There are two distinct interdisciplinary professional organizations that are devoted to the promotion of sexual health counseling; the American Association of Sexuality Educators, Counselors and Therapists (ASSECT) and Certified Sex Addiction Therapists (CSAT). AASECT’s does not support the classification of sex addiction or porn addiction as a mental health disorder due to insufficient empirical evidence, and AASECT does not believe sexual addiction training programs and educational pedagogies to be adequately informed by accurate human sexuality knowledge. (AASECT Position on Sex Addiction, n.d.). In contrast, the CSAT community posture that sex addiction is real, and treatment is possible. Their certification program provides innovative training built around academic study, experiential training, supervision and assessment competence (About IITAP, n.d.). Because of the different worldviews on how to approach problematic and consequential sexual behaviors, the profession has a divide. There is a necessity of cooperation from a range of disciplines to effectively treat this problem. To narrow this further, an alliance needs to be created between sex therapists and sex-addiction therapists to talk about what healthy sexuality looks like in sex addiction recovery.

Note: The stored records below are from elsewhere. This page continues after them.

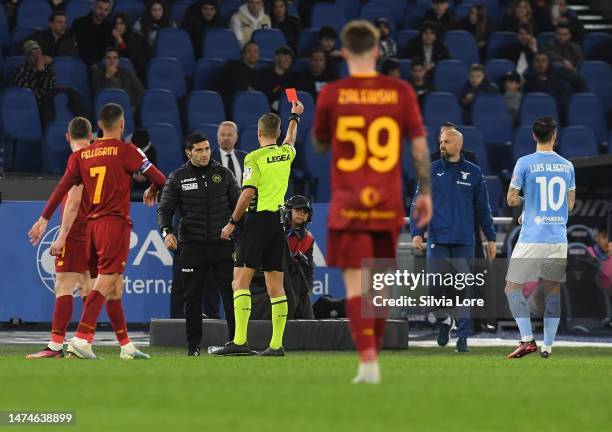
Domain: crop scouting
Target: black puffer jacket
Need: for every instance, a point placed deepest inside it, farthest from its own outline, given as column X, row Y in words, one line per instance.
column 205, row 198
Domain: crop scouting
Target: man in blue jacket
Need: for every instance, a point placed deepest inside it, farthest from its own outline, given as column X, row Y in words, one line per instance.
column 460, row 199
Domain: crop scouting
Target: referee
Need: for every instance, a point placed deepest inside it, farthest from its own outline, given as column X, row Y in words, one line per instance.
column 262, row 240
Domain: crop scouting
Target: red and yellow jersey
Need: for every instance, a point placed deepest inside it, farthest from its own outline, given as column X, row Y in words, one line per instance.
column 366, row 118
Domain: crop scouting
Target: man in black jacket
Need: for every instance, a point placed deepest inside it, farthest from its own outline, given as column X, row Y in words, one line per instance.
column 205, row 194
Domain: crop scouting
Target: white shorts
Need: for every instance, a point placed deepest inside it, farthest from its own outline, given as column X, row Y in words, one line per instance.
column 532, row 261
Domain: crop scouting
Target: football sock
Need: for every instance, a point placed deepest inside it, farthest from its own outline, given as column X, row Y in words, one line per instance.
column 242, row 312
column 114, row 309
column 552, row 312
column 362, row 331
column 520, row 312
column 61, row 318
column 91, row 312
column 280, row 309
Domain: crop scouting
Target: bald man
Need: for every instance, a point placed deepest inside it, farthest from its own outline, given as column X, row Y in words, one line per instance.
column 460, row 197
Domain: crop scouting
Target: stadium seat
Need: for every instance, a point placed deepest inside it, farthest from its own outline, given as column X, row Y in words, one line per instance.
column 117, row 96
column 21, row 126
column 585, row 110
column 497, row 41
column 174, row 42
column 590, row 42
column 577, row 141
column 166, row 73
column 56, row 149
column 491, row 116
column 536, row 105
column 496, row 69
column 440, row 107
column 206, row 72
column 168, row 144
column 33, row 13
column 450, row 76
column 248, row 106
column 268, row 40
column 598, row 76
column 462, row 46
column 159, row 106
column 220, row 43
column 204, row 106
column 328, row 14
column 474, row 142
column 247, row 139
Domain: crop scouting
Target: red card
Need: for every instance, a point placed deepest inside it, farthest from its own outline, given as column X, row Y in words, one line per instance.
column 291, row 95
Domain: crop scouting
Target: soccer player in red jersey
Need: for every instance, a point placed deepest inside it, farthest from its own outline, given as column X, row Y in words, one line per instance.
column 105, row 169
column 364, row 118
column 72, row 268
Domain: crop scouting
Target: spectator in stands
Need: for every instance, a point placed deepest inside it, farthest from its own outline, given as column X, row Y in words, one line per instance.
column 93, row 32
column 35, row 73
column 111, row 75
column 156, row 16
column 313, row 79
column 477, row 83
column 562, row 51
column 131, row 44
column 440, row 14
column 519, row 14
column 273, row 80
column 427, row 46
column 239, row 75
column 388, row 47
column 288, row 24
column 200, row 17
column 512, row 94
column 55, row 41
column 419, row 79
column 249, row 17
column 521, row 53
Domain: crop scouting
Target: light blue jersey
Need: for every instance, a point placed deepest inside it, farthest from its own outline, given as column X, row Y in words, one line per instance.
column 545, row 178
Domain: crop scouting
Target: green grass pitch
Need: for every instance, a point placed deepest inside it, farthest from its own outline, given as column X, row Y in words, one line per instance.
column 423, row 389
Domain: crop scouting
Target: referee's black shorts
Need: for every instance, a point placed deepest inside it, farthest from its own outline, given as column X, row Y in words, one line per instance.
column 262, row 242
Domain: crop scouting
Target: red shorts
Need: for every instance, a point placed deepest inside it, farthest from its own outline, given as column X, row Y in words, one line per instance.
column 346, row 249
column 109, row 243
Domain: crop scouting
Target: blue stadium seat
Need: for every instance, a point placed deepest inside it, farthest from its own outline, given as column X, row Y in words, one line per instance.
column 491, row 116
column 206, row 72
column 174, row 42
column 168, row 144
column 474, row 142
column 247, row 139
column 328, row 14
column 166, row 73
column 220, row 43
column 462, row 46
column 585, row 110
column 496, row 69
column 117, row 96
column 159, row 106
column 268, row 40
column 598, row 76
column 33, row 13
column 535, row 105
column 440, row 107
column 248, row 106
column 497, row 41
column 577, row 141
column 450, row 76
column 204, row 106
column 590, row 42
column 56, row 149
column 21, row 125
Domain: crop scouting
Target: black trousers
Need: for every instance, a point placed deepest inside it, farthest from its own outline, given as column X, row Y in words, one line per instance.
column 199, row 265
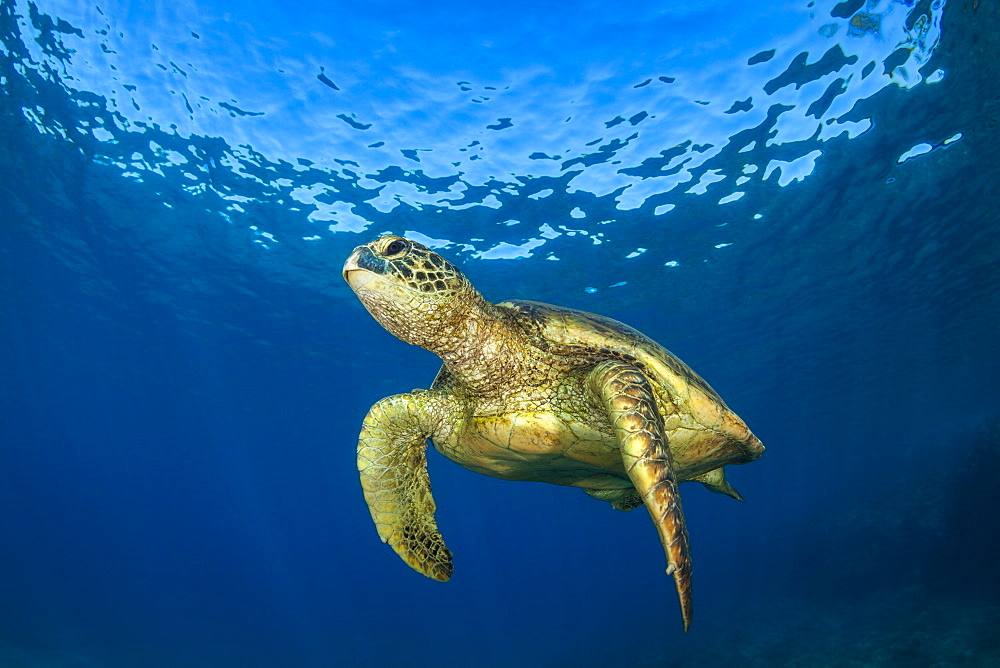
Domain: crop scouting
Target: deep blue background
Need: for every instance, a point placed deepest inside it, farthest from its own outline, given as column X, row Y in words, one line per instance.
column 179, row 406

It is important to give voice to those who are in recovery for sexual addiction and how they experience healthy sexuality while in recovery. Between three and six percent of Americans suffer from some form of sex addiction. We do not hear enough about those who have been able to recover from this addiction and how they were able to do it. Those addicted to sex are likely to find help and information more difficult to come by which is why we need to hear about the experiences of those who have found recovery (Herkov, 2019). The current trend of inconsistency in the way sex addiction is viewed makes it difficult to argue its prevalence to those who do not agree with this disorder (Herkov, 2019). The epistemology around sex addiction diagnoses, treatment, and recovery continue to be poorly understood by the public and new narratives need to be explained so the general population can better understand this problem and how treatment works.